The Goal: Trusted, Visible Email
Email infrastructure should be authenticated, monitored, and auditable. Every email your domain sends should be trusted by receivers and visible to your team.
- Authenticated — SPF, DKIM, and DMARC configured with enforcement enabled
- Routable — MX records correctly configured with reachable mail servers
- Visible — transactional and marketing emails flow through providers with full delivery and engagement metrics
- Tested — periodic deliverability testing prevents inbox placement degradation
- Retained — email log retention policies intentionally defined and documented
Before You Start
Get domain inventory from user:
- Root domain(s)
- Subdomains that send email (e.g., mail.example.com, transactional.example.com)
Get DNS read access:
- Cloudflare API token (read-only) OR
- AWS Route53 access OR
- Other DNS provider API access
- This enables automated discovery of all email-related DNS records
Identify email providers:
- Transactional email provider (SendGrid, Mailgun, Postmark, SES, etc.)
- Marketing email provider (Mailchimp, Klaviyo, HubSpot, etc.)
DNS Authentication
MX records exist, resolve, and are reachable on port 25 for all domains in email inventory
“Are you sure mail to your domain actually lands somewhere?”
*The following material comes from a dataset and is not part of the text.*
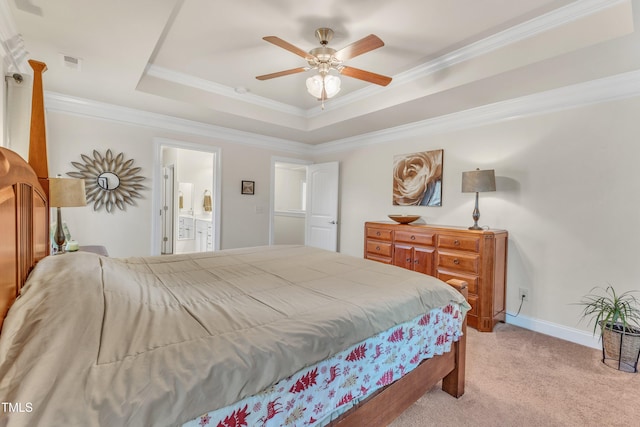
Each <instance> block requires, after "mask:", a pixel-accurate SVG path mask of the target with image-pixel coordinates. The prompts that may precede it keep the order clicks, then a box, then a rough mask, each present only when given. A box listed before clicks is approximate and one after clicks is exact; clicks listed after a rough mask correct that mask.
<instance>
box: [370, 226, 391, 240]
mask: <svg viewBox="0 0 640 427" xmlns="http://www.w3.org/2000/svg"><path fill="white" fill-rule="evenodd" d="M392 234H393V230H387V229H384V228H374V227H367V238H370V239H376V240H387V241H389V242H390V241H391V236H392Z"/></svg>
SPF records exist with authorized senders and hard fail (-all) or documented soft fail (~all)
“Could someone send email as [email protected] right now?”
DKIM records exist with valid public keys for all sending domains/subdomains
“Are your emails actually cryptographically signed?”
DMARC records with enforcement policy (quarantine/reject), reporting configured, reports reviewed
“What's your DMARC policy — p=none is basically nothing.”
Email Monitoring
Spam scoring tool and periodic placement tests with fresh accounts (Gmail, Outlook minimum)
“When did you last check if your emails hit Gmail's spam folder?”
Dedicated provider with dashboard access, bounce tracking, open/click tracking (or documented exceptions)
“Can you prove a specific user received a specific email last month?”
Marketing platform with send logs, engagement metrics, and individual recipient tracking
“What's your unsubscribe rate, and is it trending up?”
Intentionally defined retention period (typically 2-4 weeks) for transactional and marketing logs
“How far back can you prove what emails you sent and to whom?”